Dazu fällt mir eine Geschichte meiner Jugend ein. Mit zwanzig war ich in San Francisco. Ich hörte von Freunden, dass Roman Polanski an der Berkeley Universität ein Seminar gab. Leider lief dieses schon über eine Woche und ich stiess erst an einem der letzten Tage dazu. An diesem Abend wurde zuerst der Film Repulsion (Ekel) gezeigt. Danach diskutierte Polanski mit den Studenten. Einer der Studenten ergriff das Wort und lobte in einem langen Vortrag den Einsatz eines toten Kaninchens, das während der gesamten Dauer des Films in der Küche lag. Er erklärte die metaphorische Wirkung, die historische Bedeutung in der jüdischen Mythologie usw. Ich erinnere mich nicht mehr an die Details. Polanski hörte dem Studenten fasziniert zu, dankte ihm für seine Erklärungen und sagte, dass er all dies nicht gewusst habe. Er habe vielmehr, ohne zu denken und ganz spontan, eines Morgens auf dem Weg zum Filmstudio das Kaninchen bei einem Metzger hängen sehen und dabei gedacht, dass es gut in die Set-Küche der schizophrenen Protagonistin passen würde. Trotzdem, da gebe er dem Studenten natürlich recht, habe das Bild eine starke metaphorische Wirkung auf den Zuschauer. Er könne sich sein spontanes Verhalten durchaus damit erklären, dass er solche Bilder verinnerlicht hätte. Es sei ihm übrigens öfters passiert, dass er von Filmjournalisten im Nachhinein erfahren habe, was einzelne Bilder in seinen Filmen bedeuten.

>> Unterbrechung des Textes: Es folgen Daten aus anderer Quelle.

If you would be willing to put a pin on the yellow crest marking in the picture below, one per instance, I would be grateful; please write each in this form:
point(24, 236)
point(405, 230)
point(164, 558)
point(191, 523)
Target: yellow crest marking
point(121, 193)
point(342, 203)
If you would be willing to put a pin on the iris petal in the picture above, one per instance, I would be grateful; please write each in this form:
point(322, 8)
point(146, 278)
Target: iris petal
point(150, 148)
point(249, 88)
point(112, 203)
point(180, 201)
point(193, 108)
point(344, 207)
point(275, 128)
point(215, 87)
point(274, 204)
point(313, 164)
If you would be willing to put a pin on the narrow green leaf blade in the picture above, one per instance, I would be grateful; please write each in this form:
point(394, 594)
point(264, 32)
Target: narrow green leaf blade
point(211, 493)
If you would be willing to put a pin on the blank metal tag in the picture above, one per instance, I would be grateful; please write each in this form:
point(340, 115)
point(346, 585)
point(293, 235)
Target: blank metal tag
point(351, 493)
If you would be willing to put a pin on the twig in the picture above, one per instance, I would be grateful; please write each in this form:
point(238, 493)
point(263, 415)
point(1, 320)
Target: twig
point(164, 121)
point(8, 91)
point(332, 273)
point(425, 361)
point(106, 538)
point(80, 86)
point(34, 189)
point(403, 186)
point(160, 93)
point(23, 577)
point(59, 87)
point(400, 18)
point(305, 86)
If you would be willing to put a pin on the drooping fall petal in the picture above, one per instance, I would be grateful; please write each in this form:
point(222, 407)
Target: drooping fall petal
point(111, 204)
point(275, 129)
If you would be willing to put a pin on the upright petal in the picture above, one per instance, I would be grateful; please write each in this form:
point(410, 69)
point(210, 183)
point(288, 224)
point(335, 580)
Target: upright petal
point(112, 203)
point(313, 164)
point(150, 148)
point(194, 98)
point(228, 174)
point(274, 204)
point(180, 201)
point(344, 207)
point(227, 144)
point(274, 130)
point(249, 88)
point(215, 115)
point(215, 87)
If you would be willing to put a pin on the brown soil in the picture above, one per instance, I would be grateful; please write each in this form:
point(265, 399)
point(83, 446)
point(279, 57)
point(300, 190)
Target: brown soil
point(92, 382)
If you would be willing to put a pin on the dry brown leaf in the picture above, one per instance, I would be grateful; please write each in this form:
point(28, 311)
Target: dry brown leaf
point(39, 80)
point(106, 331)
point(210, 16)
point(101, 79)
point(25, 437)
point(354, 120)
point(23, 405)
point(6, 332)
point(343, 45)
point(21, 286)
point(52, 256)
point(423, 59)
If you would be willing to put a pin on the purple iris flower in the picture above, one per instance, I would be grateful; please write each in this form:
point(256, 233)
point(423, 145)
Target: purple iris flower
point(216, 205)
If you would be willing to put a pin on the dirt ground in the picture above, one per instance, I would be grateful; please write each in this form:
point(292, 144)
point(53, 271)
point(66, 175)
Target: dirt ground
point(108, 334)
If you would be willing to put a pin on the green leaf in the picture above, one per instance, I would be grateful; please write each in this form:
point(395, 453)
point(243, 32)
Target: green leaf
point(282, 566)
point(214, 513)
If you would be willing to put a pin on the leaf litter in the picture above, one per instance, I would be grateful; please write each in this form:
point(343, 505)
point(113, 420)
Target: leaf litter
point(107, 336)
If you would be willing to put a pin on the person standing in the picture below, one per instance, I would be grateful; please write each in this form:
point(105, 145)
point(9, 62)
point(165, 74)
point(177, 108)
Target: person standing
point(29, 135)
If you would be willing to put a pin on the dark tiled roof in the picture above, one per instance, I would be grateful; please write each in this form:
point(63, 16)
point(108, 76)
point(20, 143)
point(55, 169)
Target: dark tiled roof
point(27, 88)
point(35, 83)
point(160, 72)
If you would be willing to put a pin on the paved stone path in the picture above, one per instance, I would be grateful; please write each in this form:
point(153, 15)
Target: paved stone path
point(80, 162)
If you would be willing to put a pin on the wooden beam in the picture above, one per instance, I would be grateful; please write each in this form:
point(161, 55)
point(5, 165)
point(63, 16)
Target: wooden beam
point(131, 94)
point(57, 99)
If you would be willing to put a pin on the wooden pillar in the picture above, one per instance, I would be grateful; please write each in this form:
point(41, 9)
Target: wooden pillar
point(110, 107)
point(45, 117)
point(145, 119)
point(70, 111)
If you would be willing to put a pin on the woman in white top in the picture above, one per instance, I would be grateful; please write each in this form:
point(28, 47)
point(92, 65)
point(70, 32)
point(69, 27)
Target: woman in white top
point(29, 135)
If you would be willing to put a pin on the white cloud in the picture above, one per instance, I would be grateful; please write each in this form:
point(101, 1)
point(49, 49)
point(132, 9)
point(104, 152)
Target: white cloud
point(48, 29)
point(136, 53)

Man könnte obiges Zitat also durchaus abändern in «Die Bedeutung von Schönheit liegt im Auge der Kulturgeschichte». [lacht]
Yes, I think that metaphors and symbols in photos can move the viewer. As a photographer, you rarely have the opportunity to use them consciously. Here - as with Polanski's dead rabbit - the photographer's intuition and, not to be underestimated, chance come into play.
How do you deal with subsequent image processing in the past and today by digital means?
Ich habe erst kürzlich Urs Odermatt, den Sohn von Arnold Odermatt, etwas naiv gefragt, ob die Fotografien seines Vaters direkt aus der Kamera sind oder bearbeitet wurden? Urs hat gelacht und gefragt, ob ich einen Mythos oder die Wahrheit hören wolle.
Die
Wahrheit ist, dass Urs zusammen mit seinem Vater und
Photoshop-Spezialisten jedes Bild mit grossem Aufwand bearbeitet
hatte.
Früher im Fotolabor – und danach fragen sie mich – haben wir jeweils Tage für ein gutes Bild gebraucht. Ausschnitt, Helligkeit und Kontrast wurden verändert. Abwedeln und Nachbelichten waren an der Tagesordnung. Dazu kam die Wahl der Papiergradation. Wenn wir wollten, dass man den Originalausschnitt sehen sollte, haben wir den schwarzen Rand ums Bild gelassen. So konnte man auch meist sehen, mit welcher Kamera fotografiert worden war.
Heute hat man mittels digitaler Bearbeitungssoftware wesentlich mehr Möglichkeiten.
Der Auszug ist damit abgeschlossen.